In countless cases this Court has approved the presentation of evidence by the State notwithstanding violations of pretrial orders. Today the shoe is on the other foot.

Appellant William Wiseheart was tried by a jury and convicted of child molesting, a class B felony, Ind.Code Sec. 35-42-4-3(a) (Burns 1985) and of a second count of child molesting, a class C felony, Ind.Code Sec. 35-42-4-3(b) (Burns 1985). The trial court imposed consecutive sentences of twenty years for the class B felony and eight years for the class C felony.

Appellant raises three issues in this direct appeal:

(1) Whether the trial court's exclusion of defense witnesses' testimony as a sanction for violation of a discovery order constituted an abuse of discretion,

(2) Whether the sentence imposed by the trial court was excessive, and

(3) Whether appellant's testimony that he gave his confession after drinking alcohol and smoking marijuana required the trial court to suppress his statement.

We reverse, having concluded that the trial court's decision to prohibit testimony by several of Wiseheart's witnesses was an abuse of discretion, since it appears to be based solely on the violation of a pretrial discovery order.

The evidence at trial revealed that Wiseheart had sexually molested the two daughters (LB & SB) of the woman with whom he was cohabitating. When the mother was informed of these molestations by the welfare department, she advised the police that there was an outstanding warrant for appellant (issued for failing to attend an alcohol counseling program) and told them where he could be found.

Officer Jack Fleeman arrested defendant at his residence. At the police station, Wiseheart was advised of his Miranda rights and he signed a waiver. During a taped statement, Wiseheart admitted that he had sexual contact with the children.

I. Exclusion of Defense Witnesses

On the morning of trial, defendant requested permission to call four individuals not previously listed as witnesses during discovery. The State objected on the grounds that this constituted a violation of the court's pretrial discovery order. Appellant argues that exclusion of these witnesses constituted an abuse of discretion. We agree and reverse on this issue.

Appellant maintains that there are two reasons why a continuance would have been the proper remedy. First, he claims that trial counsel was unaware of the existence of this evidence prior to trial and second, that these witnesses were material to his defense. He maintains that a continuance would have allowed the State time to assess the offered testimony and that exclusion of testimony is a sanction which should be applied only where there is evidence of bad faith.

The pretrial order required the defendant and the State to disclose the names and addresses of potential witnesses and a summary of their testimony.
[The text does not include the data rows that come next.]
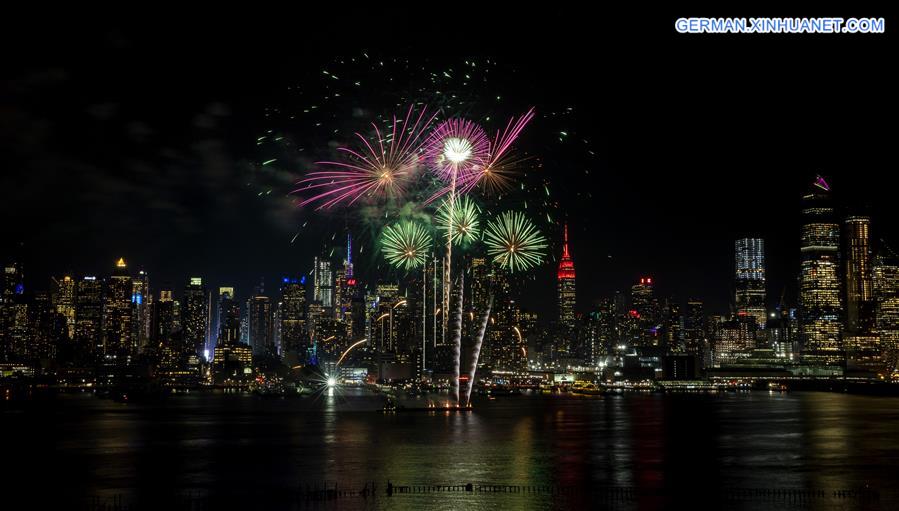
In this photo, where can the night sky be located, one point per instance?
(140, 140)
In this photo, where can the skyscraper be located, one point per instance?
(858, 280)
(821, 307)
(141, 302)
(750, 279)
(292, 314)
(645, 312)
(117, 313)
(886, 299)
(163, 317)
(566, 284)
(229, 317)
(89, 314)
(63, 299)
(694, 329)
(259, 313)
(195, 315)
(323, 285)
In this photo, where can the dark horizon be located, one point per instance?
(140, 144)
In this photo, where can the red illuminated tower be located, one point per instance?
(566, 285)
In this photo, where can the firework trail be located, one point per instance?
(514, 242)
(476, 351)
(370, 170)
(457, 336)
(456, 148)
(405, 245)
(493, 174)
(460, 220)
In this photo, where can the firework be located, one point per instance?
(372, 170)
(514, 242)
(495, 174)
(405, 245)
(456, 148)
(459, 220)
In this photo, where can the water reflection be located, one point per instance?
(689, 446)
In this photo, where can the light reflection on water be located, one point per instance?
(218, 445)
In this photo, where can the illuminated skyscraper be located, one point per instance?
(750, 279)
(163, 317)
(645, 312)
(821, 308)
(195, 315)
(566, 284)
(229, 317)
(118, 340)
(141, 305)
(886, 299)
(292, 315)
(63, 299)
(694, 329)
(89, 314)
(259, 314)
(859, 284)
(323, 285)
(734, 340)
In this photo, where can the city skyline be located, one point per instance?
(746, 185)
(381, 258)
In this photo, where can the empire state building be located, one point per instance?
(566, 285)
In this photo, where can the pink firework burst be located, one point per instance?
(456, 148)
(495, 170)
(374, 169)
(495, 173)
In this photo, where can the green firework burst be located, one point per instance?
(405, 244)
(461, 221)
(514, 242)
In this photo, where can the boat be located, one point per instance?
(391, 406)
(586, 389)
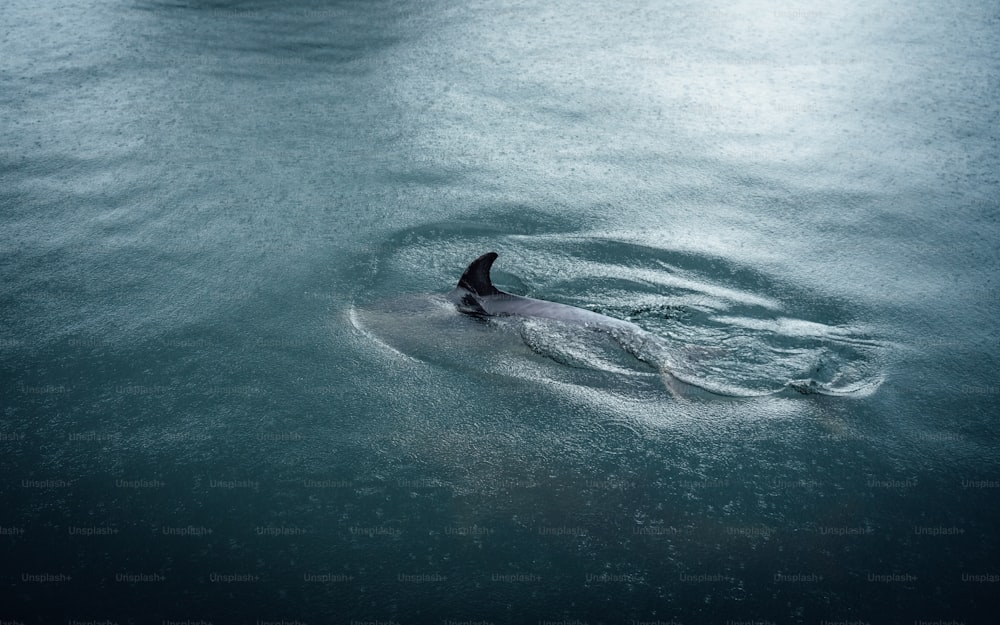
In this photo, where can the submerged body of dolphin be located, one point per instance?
(475, 295)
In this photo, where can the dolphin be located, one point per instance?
(475, 295)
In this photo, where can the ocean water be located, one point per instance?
(233, 390)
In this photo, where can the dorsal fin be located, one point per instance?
(477, 276)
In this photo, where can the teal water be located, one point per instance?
(233, 391)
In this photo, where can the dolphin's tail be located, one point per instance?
(477, 276)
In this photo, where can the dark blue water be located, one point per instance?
(233, 391)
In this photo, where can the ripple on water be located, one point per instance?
(703, 323)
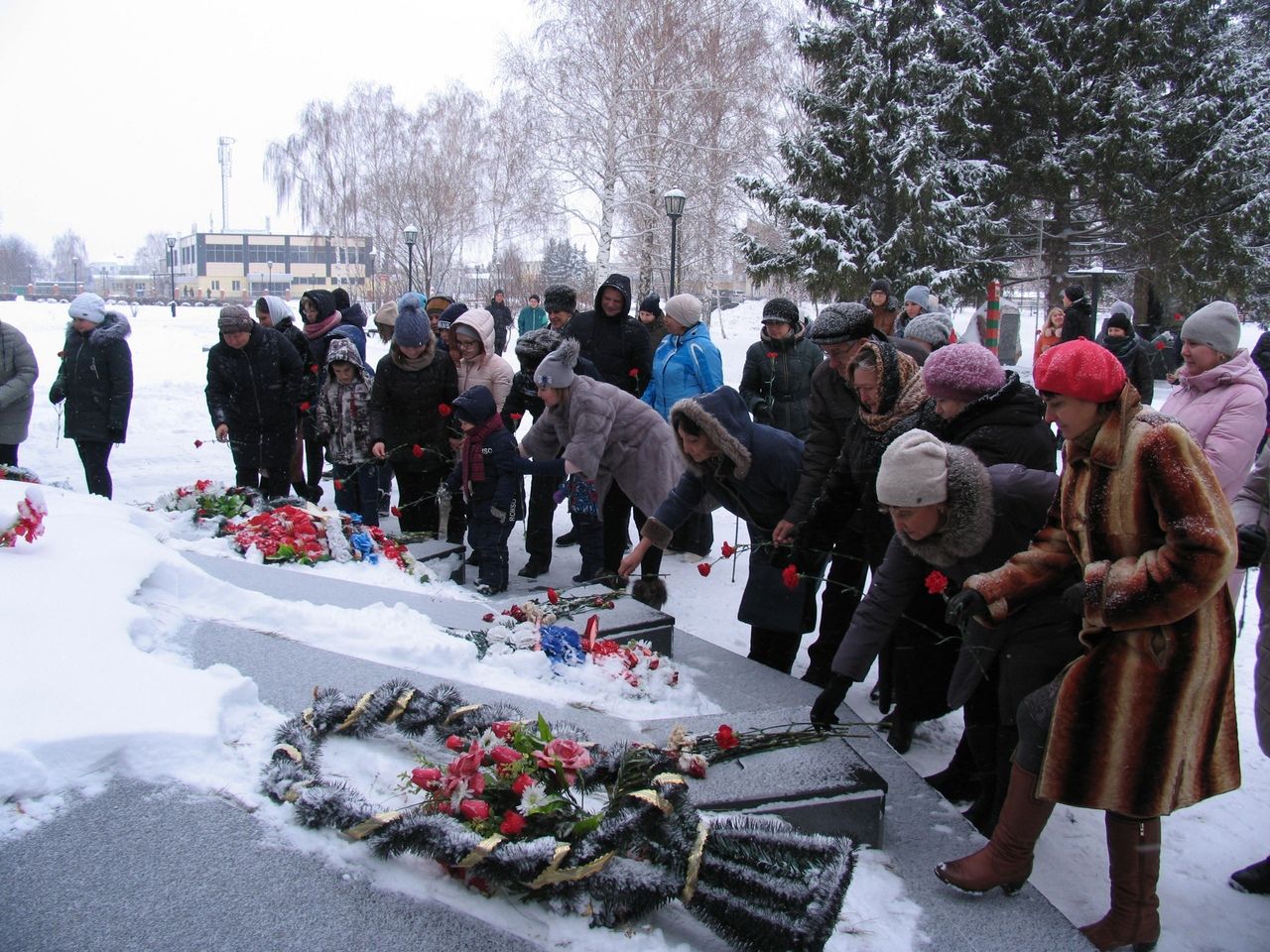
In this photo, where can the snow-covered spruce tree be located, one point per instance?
(884, 179)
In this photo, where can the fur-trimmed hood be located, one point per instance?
(724, 420)
(969, 513)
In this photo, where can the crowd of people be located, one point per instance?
(1080, 616)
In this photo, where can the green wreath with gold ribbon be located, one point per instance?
(753, 880)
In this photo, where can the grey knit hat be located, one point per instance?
(781, 308)
(919, 295)
(842, 324)
(913, 471)
(684, 308)
(532, 347)
(87, 307)
(1215, 324)
(234, 318)
(557, 367)
(935, 329)
(559, 298)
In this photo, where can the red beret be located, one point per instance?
(1082, 370)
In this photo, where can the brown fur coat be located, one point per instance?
(1144, 721)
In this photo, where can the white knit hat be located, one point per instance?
(913, 471)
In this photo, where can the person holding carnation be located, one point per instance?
(1143, 722)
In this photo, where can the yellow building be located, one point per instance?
(214, 266)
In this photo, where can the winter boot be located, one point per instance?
(1254, 879)
(1007, 858)
(959, 780)
(1133, 851)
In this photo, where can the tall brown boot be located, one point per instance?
(1006, 861)
(1133, 851)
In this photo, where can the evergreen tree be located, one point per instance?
(885, 178)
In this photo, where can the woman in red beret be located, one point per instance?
(1143, 724)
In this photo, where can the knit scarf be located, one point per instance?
(318, 327)
(474, 463)
(902, 389)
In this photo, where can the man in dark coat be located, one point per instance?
(253, 393)
(95, 381)
(613, 340)
(1078, 315)
(833, 413)
(502, 315)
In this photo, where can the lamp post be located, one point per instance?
(412, 232)
(172, 271)
(675, 200)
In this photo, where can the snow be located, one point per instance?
(93, 604)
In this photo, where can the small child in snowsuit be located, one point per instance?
(343, 419)
(488, 472)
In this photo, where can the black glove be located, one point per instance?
(826, 703)
(1252, 546)
(962, 607)
(1074, 599)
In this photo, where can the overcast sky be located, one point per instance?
(112, 111)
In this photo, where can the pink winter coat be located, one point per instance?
(1224, 411)
(489, 370)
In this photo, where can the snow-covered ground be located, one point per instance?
(91, 606)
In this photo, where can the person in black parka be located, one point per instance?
(95, 381)
(413, 381)
(776, 382)
(253, 394)
(752, 471)
(488, 474)
(613, 340)
(1078, 315)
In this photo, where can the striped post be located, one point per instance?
(992, 329)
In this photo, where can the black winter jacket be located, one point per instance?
(776, 389)
(405, 411)
(1006, 425)
(1133, 356)
(616, 345)
(499, 454)
(95, 381)
(255, 393)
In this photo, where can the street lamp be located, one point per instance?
(412, 232)
(172, 271)
(675, 200)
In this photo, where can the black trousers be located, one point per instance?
(616, 521)
(95, 456)
(538, 524)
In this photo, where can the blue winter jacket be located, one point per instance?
(684, 366)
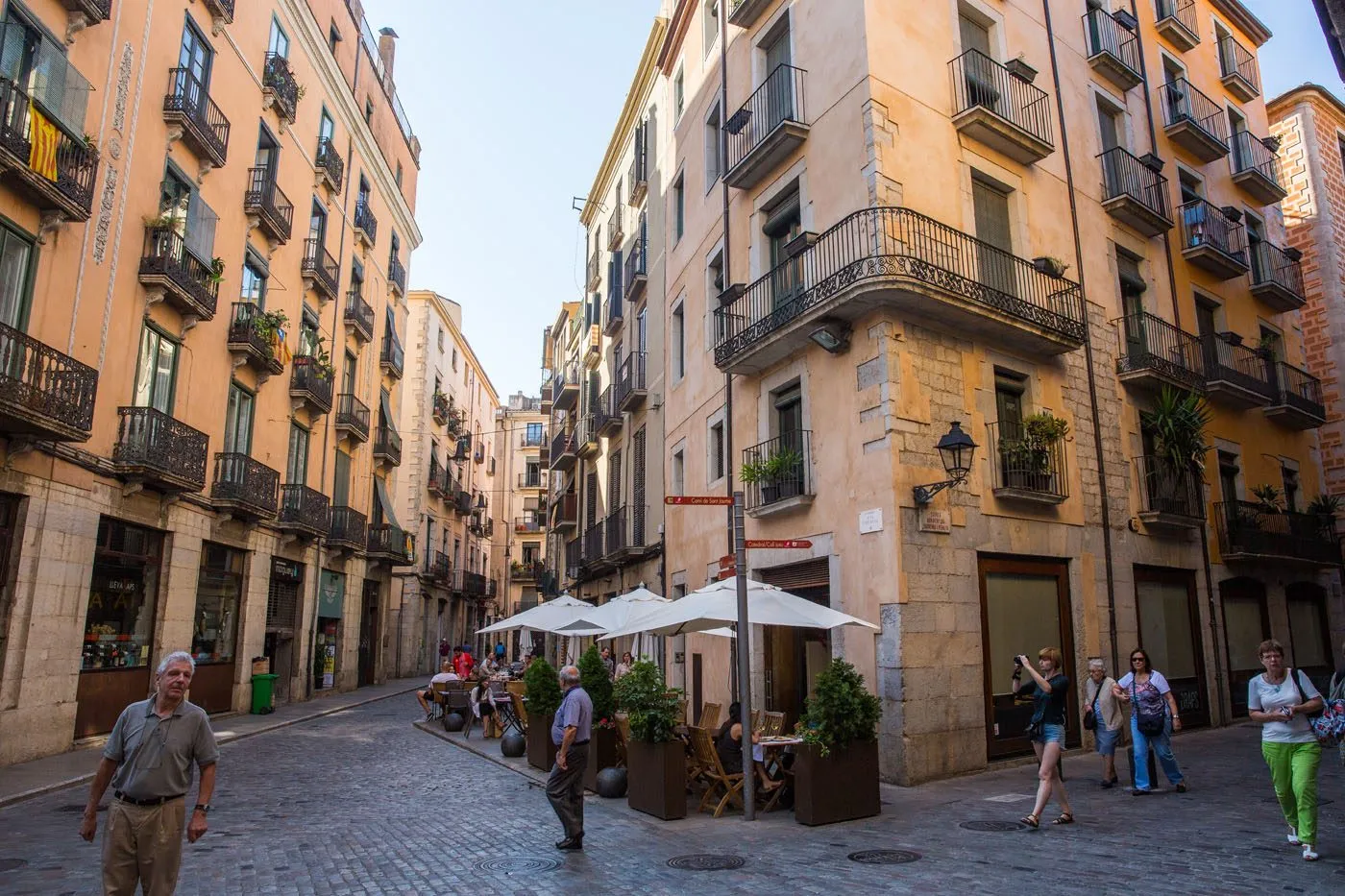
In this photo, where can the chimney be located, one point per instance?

After the jury had been sworn, defendant moved to add four witnesses to his roster. Counsel Hancock explained that the existence of these four witnesses and the evidence which would be provided by their testimony was not known to him prior to trial. Apparently, these witnesses did not approach defense counsel to inform him about this evidence until the morning of the first day of trial.

Hancock identified the four witnesses whom he wanted to call on behalf of the defendant and described the nature of their testimony:

(1) Dr. Freedman: a psychiatrist or psychologist who had examined LB in connection with this case. Hancock was advised by either Judy Green or defendant's sister that she had been recently informed by the victims' mother that LB had been examined by the doctor. Hancock had not yet had a chance to talk with the doctor despite his attempts to reach him, and his clerk tried to reach the doctor while the hearing was held.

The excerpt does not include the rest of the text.